Shoot one set-up, 20 shots, with a 400 W-S flash head in a big 60 inch umbrella and do it with ProFoto,Speedotron,DynaLite,and Alien Bee flash units. I bet it would be impossible to visually pick out which flash head made which shots with anything more than random chance odds.
 
Shoot one set-up, 20 shots, with a 400 W-S flash head in a big 60 inch umbrella and do it with ProFoto,Speedotron,DynaLite,and Alien Bee flash units. I bet it would be impossible to visually pick out which flash head made which shots with anything more than random chance odds.

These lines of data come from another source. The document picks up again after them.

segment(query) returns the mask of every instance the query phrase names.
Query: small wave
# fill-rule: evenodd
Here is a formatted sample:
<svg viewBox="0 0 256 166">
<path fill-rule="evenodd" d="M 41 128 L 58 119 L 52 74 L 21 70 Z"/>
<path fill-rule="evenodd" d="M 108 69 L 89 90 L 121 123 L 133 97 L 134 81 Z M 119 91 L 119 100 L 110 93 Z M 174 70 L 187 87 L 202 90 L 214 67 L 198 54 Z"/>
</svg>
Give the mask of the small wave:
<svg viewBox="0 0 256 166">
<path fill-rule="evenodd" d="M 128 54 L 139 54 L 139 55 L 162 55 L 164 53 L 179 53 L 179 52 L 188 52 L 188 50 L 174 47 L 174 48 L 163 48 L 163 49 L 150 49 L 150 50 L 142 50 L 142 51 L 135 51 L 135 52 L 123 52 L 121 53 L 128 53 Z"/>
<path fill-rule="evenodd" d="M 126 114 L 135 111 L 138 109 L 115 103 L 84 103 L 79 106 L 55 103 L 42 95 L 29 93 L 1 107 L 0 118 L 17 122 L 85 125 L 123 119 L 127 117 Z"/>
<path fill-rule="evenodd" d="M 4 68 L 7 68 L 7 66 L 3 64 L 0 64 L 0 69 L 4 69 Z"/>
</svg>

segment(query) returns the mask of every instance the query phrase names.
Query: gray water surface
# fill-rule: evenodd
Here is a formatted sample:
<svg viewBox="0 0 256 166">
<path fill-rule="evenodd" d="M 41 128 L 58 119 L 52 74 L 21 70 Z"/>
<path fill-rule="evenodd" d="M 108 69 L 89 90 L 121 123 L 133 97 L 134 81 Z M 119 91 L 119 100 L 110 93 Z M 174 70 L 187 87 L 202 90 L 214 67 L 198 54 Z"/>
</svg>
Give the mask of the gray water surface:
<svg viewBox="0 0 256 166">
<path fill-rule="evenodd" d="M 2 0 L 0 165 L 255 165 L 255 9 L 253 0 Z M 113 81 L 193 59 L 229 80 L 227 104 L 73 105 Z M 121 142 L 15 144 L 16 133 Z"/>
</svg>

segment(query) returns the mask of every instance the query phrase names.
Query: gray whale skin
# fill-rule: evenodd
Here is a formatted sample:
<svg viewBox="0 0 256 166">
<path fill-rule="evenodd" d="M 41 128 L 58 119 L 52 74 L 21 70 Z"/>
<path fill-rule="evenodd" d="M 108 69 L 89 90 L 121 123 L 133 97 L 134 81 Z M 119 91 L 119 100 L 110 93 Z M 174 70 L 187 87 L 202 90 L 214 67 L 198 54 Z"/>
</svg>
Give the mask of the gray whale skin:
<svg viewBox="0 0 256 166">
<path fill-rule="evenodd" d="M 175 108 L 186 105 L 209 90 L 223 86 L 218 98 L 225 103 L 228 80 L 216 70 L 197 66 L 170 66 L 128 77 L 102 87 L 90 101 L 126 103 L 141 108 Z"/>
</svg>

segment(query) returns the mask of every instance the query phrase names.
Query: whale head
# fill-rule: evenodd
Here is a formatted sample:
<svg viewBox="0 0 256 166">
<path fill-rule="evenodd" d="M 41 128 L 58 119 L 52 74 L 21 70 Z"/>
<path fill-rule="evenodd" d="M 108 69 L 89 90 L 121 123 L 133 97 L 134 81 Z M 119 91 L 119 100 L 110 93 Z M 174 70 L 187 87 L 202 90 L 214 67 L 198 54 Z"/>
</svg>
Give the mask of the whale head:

I know people that can see really, really minor color shifts between flash heads. Hell, I could probably do it as I spend sixty hours a week color correcting images, and have been for a long time. That being said, we could probably only make a reasonable assumption that the higher end stuff will simply be more consistent. I don't think anyone would be able to actually differentiate between brands.

It doesn't really matter though if you use them for events, as you will have very little control over the ambient light. Usability and durability become more important, and of course budget. If a handful of speedlights is going to be more useful simply because it weighs a tenth of what a pack and heads would weigh, it might be the overall best option.